Security footage shows an intruder at the back of the house with a pit bull the size of a Great Dane. It’s obvious the dog is a trained killer, but no target this night. IQ realizes that in order to find out who is behind the threats, he has to find the dog, then its psychotic owner to finally find out who hired out the hit.

You can't help but root for IQ. He is a genuine and refreshing new character in the PI genre, with a huge heart, a gift for deductive reasoning, and an ethical streak that continually perplexes Dodson. Ide gives us a ghetto version of Sherlock Holmes in IQ and, come 2013, allows Dodson to evolve from a teenage thug to more of a Leo Getz (Joe Pesci in Lethal Weapon 2. If this ever became a movie, Kevin Hart is typecast to play Dodson). In the midst of numerous steps in the investigation, I found myself laughing out loud (unusual for me) picturing a manic black Leo Getz. No sooner have the yuks died down when Ide puts IQ face to face with the massive killer pit bull causing me to hold my breath, or worse.

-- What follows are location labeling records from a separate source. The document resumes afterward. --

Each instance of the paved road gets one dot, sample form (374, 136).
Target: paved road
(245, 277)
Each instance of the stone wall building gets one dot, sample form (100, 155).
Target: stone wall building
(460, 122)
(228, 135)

The dialogue is what sets this apart from most other LA PI novels. Yes, it’s coarse. Very coarse. But at times it felt a bit rushed to me. Like Ide was maybe trying too hard. The best street dialogue I’ve ever read is anything by George Pelecanos. I would guess that Ide’s gift for dialogue will mature and become more natural, like Pelecanos. In the meantime, we have to be satisfied by delighting in a story that sounds like it sprung from the love child of Tarantino and Scorsese and then nurtured on Conan Doyle.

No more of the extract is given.